What it is
Spider Plant (Chlorophytum comosum) is in the Asparagaceae family. Sends out baby spiderettes on runners that root in a snap - a generous, pet-safe, near-indestructible houseplant.
How to grow it
It wants bright indirect light, water it moderate, and give it any potting mix soil. Target a soil pH around 6.0-6.5. Space plants about Pot apart. Expect roughly Plantlets root easily. Tender houseplant.
How it's used
Spider Plant is used: houseplant; air-cleaning.
🔎 How to identify it
- Arching strappy striped leaves
- Runners with plantlets
- Clumping crown
Not for eating
How to grow & propagate spider plant
Everything I've worked out about starting this one, keeping it alive through a Texas year, and turning one plant into many — free.
How to propagate spider plant
This family is propagated by division or by planting dormant crowns. Asparagus is the long game — plant one-year crowns and wait two full seasons before your first real harvest, but then a bed produces for fifteen or twenty years. The succulent members throw offsets ('pups') you can lift and pot up.

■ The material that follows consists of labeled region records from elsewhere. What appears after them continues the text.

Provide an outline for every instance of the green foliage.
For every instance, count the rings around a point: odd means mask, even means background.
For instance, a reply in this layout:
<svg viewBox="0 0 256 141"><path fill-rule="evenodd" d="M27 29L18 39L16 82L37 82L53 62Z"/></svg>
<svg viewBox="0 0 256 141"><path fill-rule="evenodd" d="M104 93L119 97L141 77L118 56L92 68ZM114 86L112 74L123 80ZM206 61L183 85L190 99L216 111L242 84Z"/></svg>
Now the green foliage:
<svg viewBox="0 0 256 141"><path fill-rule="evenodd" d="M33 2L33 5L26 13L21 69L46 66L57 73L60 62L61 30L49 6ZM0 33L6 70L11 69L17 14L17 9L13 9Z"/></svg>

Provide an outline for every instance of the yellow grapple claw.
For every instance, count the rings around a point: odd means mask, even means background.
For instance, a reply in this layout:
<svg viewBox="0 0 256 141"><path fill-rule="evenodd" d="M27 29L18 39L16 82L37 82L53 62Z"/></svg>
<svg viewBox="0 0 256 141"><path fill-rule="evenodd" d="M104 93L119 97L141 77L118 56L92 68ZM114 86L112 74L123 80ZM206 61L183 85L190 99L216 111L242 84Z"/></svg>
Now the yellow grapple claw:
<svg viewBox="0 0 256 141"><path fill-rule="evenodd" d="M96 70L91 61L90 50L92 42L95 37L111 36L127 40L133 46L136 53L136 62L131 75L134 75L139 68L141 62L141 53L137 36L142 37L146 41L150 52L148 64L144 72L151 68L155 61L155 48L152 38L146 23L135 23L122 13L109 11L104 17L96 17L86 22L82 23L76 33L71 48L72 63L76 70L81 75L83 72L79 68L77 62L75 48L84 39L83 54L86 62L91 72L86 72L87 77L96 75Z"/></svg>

Growing spider plant in Texas
Give it bright indirect light and any potting mix soil. Match the spot to the plant and most of the battle is already won.
Time your planting to our long warm season and watch the frost dates at both ends; the live weather tool on this site is built for exactly that.
In a container it'll dry faster than in the ground, so check the top inch of soil daily in summer; pots on a hot Texas patio can need water every single day.
Harvesting
Figure on roughly plantlets root easily before you're harvesting. Pick herbs in the morning after the dew dries for the strongest oils, and harvest little and often — regular cutting keeps a herb bushy and stops it bolting.
Making more for free
Every seed we sell is open-pollinated, which means you can save your own from the best plants and it'll grow true next year. Let a few of your strongest plants finish and go to seed, dry it fully, and store it cool and dark. That's the whole point of heirlooms — buy once, grow forever.
Part of the free Texas Roots plant database, compiled by Jordan Polasek from his greenhouse in El Campo, Texas. Free to read and share. If it helped, the best thanks is to grow something.